Further to Brian Cowell’s valued comments (PE April), as early as 1920 the Aeronautical Research Committee and it Engine Sub-Committee, had considered ‘very fully’ the potential of the gas turbine. But they decided not to recommend any action to the Air Ministry, pointing to the many difficulties remaining to be solved.

Meanwhile, Dr. A. A. Griffiths, who in the 1920s was best known for his theoretical work on stress and failure of metals, proposed a two-stage compressor/two-stage turbine engine – with the second turbine driving the propeller in 1926 while working at the Royal Aircraft Establishment (RAE). He also suggested that blades of compressors and turbines should be treated as aerofoils.
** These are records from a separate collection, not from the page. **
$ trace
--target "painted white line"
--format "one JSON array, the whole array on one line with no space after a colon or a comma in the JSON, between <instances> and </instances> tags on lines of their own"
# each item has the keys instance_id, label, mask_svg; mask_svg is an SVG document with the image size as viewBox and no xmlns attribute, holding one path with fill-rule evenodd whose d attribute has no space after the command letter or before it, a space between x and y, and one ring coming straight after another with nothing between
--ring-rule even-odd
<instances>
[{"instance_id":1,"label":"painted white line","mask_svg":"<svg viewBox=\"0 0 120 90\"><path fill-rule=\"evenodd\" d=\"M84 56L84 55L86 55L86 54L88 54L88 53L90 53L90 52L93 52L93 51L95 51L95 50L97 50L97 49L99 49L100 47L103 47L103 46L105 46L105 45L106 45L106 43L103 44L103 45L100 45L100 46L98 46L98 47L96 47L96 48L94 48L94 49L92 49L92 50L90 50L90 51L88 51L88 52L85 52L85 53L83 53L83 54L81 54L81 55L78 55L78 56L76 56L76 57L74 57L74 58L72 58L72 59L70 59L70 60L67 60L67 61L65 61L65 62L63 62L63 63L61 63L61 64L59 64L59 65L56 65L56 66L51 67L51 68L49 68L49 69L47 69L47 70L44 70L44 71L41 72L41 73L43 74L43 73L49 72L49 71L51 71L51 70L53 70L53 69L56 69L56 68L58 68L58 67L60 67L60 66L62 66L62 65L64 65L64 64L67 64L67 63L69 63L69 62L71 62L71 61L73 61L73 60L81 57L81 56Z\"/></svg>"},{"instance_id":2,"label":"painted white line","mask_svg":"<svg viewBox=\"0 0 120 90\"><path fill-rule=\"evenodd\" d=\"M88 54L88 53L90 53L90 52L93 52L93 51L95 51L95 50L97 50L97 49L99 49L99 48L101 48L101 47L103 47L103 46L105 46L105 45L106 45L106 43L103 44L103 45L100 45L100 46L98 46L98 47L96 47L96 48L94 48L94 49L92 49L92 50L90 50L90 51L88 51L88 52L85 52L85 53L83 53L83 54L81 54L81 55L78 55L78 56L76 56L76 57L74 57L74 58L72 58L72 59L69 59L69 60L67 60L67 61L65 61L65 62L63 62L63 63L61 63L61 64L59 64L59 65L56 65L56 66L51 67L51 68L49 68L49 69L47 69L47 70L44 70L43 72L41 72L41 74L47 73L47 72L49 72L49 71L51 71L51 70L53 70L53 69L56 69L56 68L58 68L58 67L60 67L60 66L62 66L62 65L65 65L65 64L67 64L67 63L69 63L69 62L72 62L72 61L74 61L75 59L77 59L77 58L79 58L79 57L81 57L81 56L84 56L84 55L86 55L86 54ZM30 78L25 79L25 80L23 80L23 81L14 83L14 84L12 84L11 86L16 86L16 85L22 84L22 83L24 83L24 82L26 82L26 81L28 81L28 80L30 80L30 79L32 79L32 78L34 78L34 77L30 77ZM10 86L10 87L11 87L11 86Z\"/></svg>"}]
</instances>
But the thrust of my comments about iconic heroic inventors like Sir Frank Whittle, is best shown by Boxkite to Jet, from the Rolls-Royce Heritage Trust. The author, Douglas Taylor, records the remarkable career of Major Frank Halford who, among other things, designed de Havilland’s 3,000lb thrust Goblin turbojet of 1941 and the 4,400lb thrust Ghost of 1945. He instigated the 15,000lb thrust Gyron in 1950 for supersonic flight. The book also throws light on Whittle’s earlier work.
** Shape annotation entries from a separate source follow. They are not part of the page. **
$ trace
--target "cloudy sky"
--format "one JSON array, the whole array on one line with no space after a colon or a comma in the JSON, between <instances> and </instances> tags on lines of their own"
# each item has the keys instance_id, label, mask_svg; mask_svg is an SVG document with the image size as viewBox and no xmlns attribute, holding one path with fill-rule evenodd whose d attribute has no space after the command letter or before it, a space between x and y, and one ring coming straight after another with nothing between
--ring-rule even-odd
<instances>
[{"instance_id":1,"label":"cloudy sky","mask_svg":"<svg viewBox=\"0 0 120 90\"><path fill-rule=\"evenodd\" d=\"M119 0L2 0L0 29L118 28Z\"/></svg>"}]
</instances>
Taylor quotes (p. 109) the British Under-Secretary of State for Air in 1934 continuing to state: ‘Scientific investigation into the possibilities of jet propulsion has given no indication that this method can be a serious competitor to the airscrew engine combination.’ Someone clearly advised the Under-Secretary for him to make this sweeping statement.
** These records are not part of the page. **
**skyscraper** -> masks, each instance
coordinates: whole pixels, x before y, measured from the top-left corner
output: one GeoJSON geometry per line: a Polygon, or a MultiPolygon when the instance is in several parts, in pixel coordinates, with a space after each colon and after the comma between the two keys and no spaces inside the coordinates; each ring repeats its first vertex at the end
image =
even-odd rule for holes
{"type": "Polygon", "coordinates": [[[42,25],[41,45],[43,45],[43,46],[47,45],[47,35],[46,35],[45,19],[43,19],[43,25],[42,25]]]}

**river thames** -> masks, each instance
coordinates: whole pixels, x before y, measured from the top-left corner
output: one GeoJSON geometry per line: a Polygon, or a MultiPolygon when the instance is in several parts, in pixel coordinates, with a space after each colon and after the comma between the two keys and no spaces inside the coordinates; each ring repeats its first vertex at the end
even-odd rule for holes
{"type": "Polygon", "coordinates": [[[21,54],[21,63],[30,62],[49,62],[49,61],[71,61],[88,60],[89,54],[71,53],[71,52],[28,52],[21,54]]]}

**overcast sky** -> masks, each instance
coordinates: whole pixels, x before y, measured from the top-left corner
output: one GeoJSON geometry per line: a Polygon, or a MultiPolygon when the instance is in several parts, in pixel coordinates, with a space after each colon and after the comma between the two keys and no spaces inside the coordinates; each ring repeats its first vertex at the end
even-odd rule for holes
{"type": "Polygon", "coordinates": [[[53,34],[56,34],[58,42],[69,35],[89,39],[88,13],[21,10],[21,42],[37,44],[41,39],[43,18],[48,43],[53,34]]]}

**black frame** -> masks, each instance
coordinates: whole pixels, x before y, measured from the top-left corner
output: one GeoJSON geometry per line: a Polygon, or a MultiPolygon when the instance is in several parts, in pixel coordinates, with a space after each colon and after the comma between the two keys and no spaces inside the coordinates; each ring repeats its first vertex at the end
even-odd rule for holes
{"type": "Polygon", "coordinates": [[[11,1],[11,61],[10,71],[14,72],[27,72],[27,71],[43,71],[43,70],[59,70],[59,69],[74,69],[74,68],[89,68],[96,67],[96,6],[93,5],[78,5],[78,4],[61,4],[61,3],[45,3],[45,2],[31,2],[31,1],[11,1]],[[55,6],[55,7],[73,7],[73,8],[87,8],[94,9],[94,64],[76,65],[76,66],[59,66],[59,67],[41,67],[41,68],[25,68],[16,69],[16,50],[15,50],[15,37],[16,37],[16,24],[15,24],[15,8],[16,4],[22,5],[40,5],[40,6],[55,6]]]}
An official letter informed Whittle that successful development of his idea was considered impractical as materials capable of withstanding high stresses and temperatures did not exist. That the Under-Secretary’s unfortunate statement was made four years after Whittle filed his first patent for a ‘gas turbine in combination with jet reaction propulsion’, was possibly responsible for government attitude towards the degree of official support the inventor received in later years.

As I mentioned in my review, Whittle was obliged in 1935 to form Power Jets Ltd. to kick-start his jet engine ideas. No other individual went this far. Indeed, in 1930 it had rankled Whittle that steam turbine maker BTH said that to try out his prototype would cost £60,000, a sum it was not prepared to risk. Only after 1936 did BTH eventually assist Whittle, with Rover entering the scene in 1941.

And when Whittle began to make progress with his engine, Dr. Griffiths was forced to re-evaluate his stance on the use of a jet directly for propulsion.

And it was Whittle’s progress at Power Jets that led directly, in 1937, to the Air Ministry authorising the RAE to start investigating, in conjunction with steam turbine maker Metropolitan-Vickers of Manchester, the RAE’s axial compressor based on Dr. Griffiths’s design. Later, aero engine maker Armstrong-Siddeley joined this work which led to the F2 and F3 axial flow turbine engines flight tested in a meteor. No plans were made to produce the engine in the war.

Dr. Griffiths joined Rolls-Royce in 1939 from the RAE; he remained until 1960. Rolls-Royce, with Dr. Griffiths on board, worked on his ‘contraflow’ idea to develop an engine for the Meteor, thus dropping his original propeller-driving idea in favour of jet propulsion. While at Rolls-Royce, Dr. Griffiths proposed the AJ65 (axial jet, 6500lb thrust) that led to the Avon. Avon development began in 1945, with the first prototypes built in 1947. The first Avon flew from Hucknall on 15 August 1948, nearly 15 years after the Air Ministry stated that the jet could not be a ‘serious competitor to the airscrew engine combination’.

Seven years’ earlier, on 15 May 1941, Whittle’s centrifugal-flow turbo-jet engine made its first flight in the Gloster E28/39! So much for government advice!

Irrespective of the centrifugal/axial compressor issue, Whittle was the man who made the jet engine fly.